Only inmates who committed crimes before July 1 would be eligible for conditional release, excluding anyone convicted of involvement in the failed July 15 coup.
As part of countrywide purge of the army, police, and the courts that also expanded to universities and schools, the Erdogan government either suspended or detained nearly 50,000 people in the wake of the insurrection.
Particularly, various news agencies report, nearly 35,000 people have been arrested in the purge.
Agence-France Presse (AFP) notes that “almost 11,600 of them have since been released.”
The Associated Press (AP) reports:
Turkey issued a decree Wednesday paving the way for the conditional release of some 38,000 prisoners, the justice minister said…
The government decree, issued under Turkey’s three-month long state of emergency that was declared following the coup, allows the release of inmates who have two years or less to serve of their prison terms and makes convicts who have served half of their prison term eligible for parole. Some prisoners are excluded from the measures: people convicted of murder, domestic violence, sexual abuse or terrorism and other crimes against the state.
Reuters adds:
The government gave no reason for measure, but its prisons were already straining capacity before the mass arrests that followed the coup…
Wednesday’s decrees, published in the Official Gazette, also ordered the dismissal of 2,360 more police officers, more than 100 military personnel and 196 staff at Turkey’s information and communication technology authority, BTK.
Many of the people who have been either suspended from their government jobs or detained have been linked to the U.S.-based imam Fethullah Gulen, a former ally of the Turkish president turned enemy.
Erdogan has accused 75-year-old Gulen, who lives in self-imposed exile in Pennsylvania, of being behind the attempt by rogue Turkish troops to overthrow his government. Although Gulen has denied the accusation, Turkey has demanded that the U.S. extradite him.
Turkey’s National Intelligence Agency (MIT) recently accused the cleric of inciting his followers who fled Turkey after the attempted coup to “perform activities against Turkey.”

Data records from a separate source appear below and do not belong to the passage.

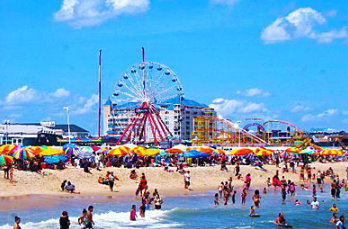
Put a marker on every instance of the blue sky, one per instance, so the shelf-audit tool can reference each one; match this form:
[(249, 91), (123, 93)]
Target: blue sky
[(272, 59)]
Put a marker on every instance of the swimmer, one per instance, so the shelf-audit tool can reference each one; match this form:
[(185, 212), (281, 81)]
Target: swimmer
[(334, 208), (297, 202), (334, 219)]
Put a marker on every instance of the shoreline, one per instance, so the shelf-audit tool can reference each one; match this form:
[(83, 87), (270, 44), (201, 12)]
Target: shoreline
[(33, 189)]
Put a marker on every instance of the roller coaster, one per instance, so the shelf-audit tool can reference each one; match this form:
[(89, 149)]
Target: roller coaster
[(208, 130)]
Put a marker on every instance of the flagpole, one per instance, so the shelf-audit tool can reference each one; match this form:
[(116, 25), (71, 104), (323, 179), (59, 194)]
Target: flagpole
[(99, 111)]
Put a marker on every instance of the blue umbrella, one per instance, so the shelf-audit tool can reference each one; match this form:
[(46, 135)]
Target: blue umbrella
[(195, 154), (55, 159), (84, 155)]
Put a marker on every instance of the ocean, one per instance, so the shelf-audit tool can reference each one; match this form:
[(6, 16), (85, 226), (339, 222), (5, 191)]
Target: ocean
[(185, 211)]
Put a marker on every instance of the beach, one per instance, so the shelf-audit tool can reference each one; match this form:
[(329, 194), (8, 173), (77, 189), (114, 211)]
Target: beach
[(167, 183)]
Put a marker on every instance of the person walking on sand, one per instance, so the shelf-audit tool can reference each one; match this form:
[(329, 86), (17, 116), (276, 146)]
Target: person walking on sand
[(90, 221), (64, 221), (82, 220), (17, 222), (133, 213), (187, 179)]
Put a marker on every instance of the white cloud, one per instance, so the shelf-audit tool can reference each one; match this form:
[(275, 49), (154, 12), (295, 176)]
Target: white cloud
[(88, 107), (224, 2), (300, 24), (320, 116), (226, 107), (21, 95), (83, 13), (300, 108), (254, 92), (60, 93)]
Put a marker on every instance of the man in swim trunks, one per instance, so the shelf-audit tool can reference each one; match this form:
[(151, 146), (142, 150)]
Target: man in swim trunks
[(90, 221), (281, 220)]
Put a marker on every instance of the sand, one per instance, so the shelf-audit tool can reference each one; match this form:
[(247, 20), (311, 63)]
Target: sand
[(202, 179)]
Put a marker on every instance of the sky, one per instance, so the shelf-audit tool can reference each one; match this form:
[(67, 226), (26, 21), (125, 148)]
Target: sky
[(269, 59)]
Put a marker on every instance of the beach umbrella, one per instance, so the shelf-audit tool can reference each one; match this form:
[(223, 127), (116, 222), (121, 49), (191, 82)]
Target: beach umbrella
[(130, 146), (220, 151), (327, 152), (23, 154), (241, 152), (174, 151), (293, 150), (55, 159), (119, 151), (84, 155), (180, 146), (71, 151), (151, 152), (86, 149), (5, 160), (95, 148), (51, 152), (36, 149), (195, 154), (8, 149), (262, 152)]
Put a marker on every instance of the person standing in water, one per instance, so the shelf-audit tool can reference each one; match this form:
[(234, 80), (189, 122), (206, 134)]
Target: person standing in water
[(82, 220), (90, 221), (64, 221), (133, 213), (17, 222)]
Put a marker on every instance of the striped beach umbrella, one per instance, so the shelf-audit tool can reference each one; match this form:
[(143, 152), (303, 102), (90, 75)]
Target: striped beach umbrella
[(151, 152), (174, 151), (241, 152), (51, 152), (259, 152), (23, 154), (8, 149), (333, 152), (119, 151), (5, 160), (293, 150)]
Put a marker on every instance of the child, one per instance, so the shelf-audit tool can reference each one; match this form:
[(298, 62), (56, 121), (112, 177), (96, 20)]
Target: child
[(243, 195), (216, 199), (234, 197), (133, 213), (252, 211)]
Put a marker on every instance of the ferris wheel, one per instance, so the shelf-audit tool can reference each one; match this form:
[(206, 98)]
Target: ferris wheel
[(148, 81), (146, 84)]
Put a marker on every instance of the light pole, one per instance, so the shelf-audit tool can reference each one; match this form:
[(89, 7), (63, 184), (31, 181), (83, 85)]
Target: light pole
[(67, 116), (236, 126)]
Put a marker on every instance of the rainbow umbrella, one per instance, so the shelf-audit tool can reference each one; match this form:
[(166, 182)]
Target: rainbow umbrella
[(241, 152), (140, 150), (259, 152), (23, 154), (8, 149), (51, 152), (174, 151), (151, 152), (293, 150), (333, 152), (5, 160), (119, 151)]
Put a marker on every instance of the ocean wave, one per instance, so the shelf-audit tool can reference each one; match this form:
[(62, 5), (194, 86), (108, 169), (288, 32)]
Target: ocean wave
[(153, 219)]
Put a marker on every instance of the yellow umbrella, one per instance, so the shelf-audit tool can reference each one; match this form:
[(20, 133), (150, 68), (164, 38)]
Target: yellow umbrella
[(262, 152), (119, 151), (151, 152), (51, 152), (327, 152), (240, 152)]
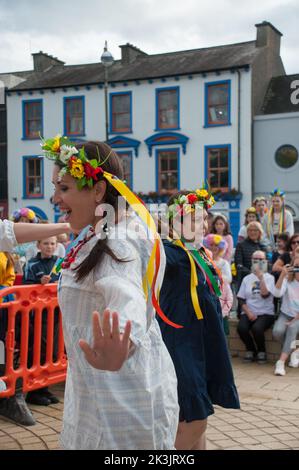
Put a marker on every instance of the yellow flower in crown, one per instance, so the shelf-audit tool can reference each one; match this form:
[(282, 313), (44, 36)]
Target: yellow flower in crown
[(56, 144), (202, 193), (76, 167)]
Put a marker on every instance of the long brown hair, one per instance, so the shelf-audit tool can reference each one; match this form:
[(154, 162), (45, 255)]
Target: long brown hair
[(100, 151)]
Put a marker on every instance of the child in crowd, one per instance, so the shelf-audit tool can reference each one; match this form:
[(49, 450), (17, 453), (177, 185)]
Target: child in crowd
[(221, 227), (250, 216), (189, 295), (260, 204), (38, 270), (286, 327)]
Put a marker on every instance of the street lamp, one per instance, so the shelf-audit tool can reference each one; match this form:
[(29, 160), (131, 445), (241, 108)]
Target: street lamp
[(107, 60)]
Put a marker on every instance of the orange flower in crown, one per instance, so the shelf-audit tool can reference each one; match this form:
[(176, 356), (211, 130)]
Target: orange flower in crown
[(73, 161), (184, 204)]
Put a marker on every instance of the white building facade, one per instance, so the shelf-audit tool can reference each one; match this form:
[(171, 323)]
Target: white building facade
[(174, 128)]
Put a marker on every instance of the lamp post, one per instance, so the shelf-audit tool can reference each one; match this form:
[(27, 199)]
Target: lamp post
[(107, 60)]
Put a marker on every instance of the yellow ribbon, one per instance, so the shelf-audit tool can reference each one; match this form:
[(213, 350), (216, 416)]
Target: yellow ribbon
[(193, 281), (146, 217)]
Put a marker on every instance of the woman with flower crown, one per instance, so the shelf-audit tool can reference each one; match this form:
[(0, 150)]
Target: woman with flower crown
[(278, 220), (121, 388), (189, 295)]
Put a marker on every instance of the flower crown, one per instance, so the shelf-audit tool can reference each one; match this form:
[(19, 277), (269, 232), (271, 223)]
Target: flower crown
[(184, 204), (73, 161), (277, 192), (24, 212)]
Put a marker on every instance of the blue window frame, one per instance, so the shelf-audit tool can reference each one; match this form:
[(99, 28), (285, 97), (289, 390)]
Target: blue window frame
[(168, 108), (74, 115), (33, 177), (127, 163), (167, 170), (218, 167), (218, 103), (120, 113), (32, 112)]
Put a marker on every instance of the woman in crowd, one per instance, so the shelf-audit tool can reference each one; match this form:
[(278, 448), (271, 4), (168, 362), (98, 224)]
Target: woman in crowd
[(257, 308), (218, 246), (123, 396), (286, 327), (278, 219), (220, 226)]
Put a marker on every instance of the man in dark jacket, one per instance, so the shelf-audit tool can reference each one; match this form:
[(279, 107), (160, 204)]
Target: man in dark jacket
[(38, 270)]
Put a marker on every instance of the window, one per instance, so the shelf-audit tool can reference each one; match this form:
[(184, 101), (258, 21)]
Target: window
[(33, 177), (167, 108), (217, 99), (286, 156), (168, 171), (74, 116), (32, 119), (218, 168), (126, 159), (121, 112)]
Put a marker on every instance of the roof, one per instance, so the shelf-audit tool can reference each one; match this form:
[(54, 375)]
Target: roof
[(145, 67), (278, 96)]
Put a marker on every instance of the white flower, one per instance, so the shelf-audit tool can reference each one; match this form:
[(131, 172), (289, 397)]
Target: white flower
[(66, 152), (183, 199)]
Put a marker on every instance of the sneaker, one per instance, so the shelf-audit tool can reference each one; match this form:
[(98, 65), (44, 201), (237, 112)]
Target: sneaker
[(279, 368), (35, 398), (261, 358), (294, 359), (16, 409), (46, 393), (249, 356)]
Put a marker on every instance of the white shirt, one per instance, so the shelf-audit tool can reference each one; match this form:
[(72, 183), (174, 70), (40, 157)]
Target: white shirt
[(250, 291), (289, 292), (137, 406), (7, 236), (225, 269)]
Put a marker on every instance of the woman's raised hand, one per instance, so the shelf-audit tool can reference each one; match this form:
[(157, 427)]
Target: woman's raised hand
[(110, 348)]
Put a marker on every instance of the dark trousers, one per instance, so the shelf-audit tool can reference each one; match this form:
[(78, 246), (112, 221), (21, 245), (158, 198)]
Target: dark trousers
[(252, 333)]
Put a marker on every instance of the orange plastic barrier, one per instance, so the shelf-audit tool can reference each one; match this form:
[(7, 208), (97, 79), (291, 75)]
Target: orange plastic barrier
[(25, 317)]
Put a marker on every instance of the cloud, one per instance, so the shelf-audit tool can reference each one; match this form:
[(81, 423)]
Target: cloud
[(75, 31)]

The measure to release the prisoners was announced Wednesday by Minister Bozdag, who said the move was “not an amnesty” and added that the convicts were being released on conditional parole rather than being pardoned, reports AFP.
“This measure is not an amnesty,” the minister reportedly said on Twitter. “The punishment will be served outside through supervised released.”
“I hope that the arrangement is beneficial to the prisoners, their loved ones, our people and our country,” he also wrote.
Citing justice ministry data obtained by Anadolu Agency, Reuters points out that “there were 213,499 prisoners in jail as of Aug. 16, more than 26,000 above prison capacity.”
The news agency adds:
Western allies worry President Tayyip Erdogan, already accused by opponents of creeping authoritarianism, is using the crackdown to target dissent, testing relations with a key NATO partner in the war on Islamic State.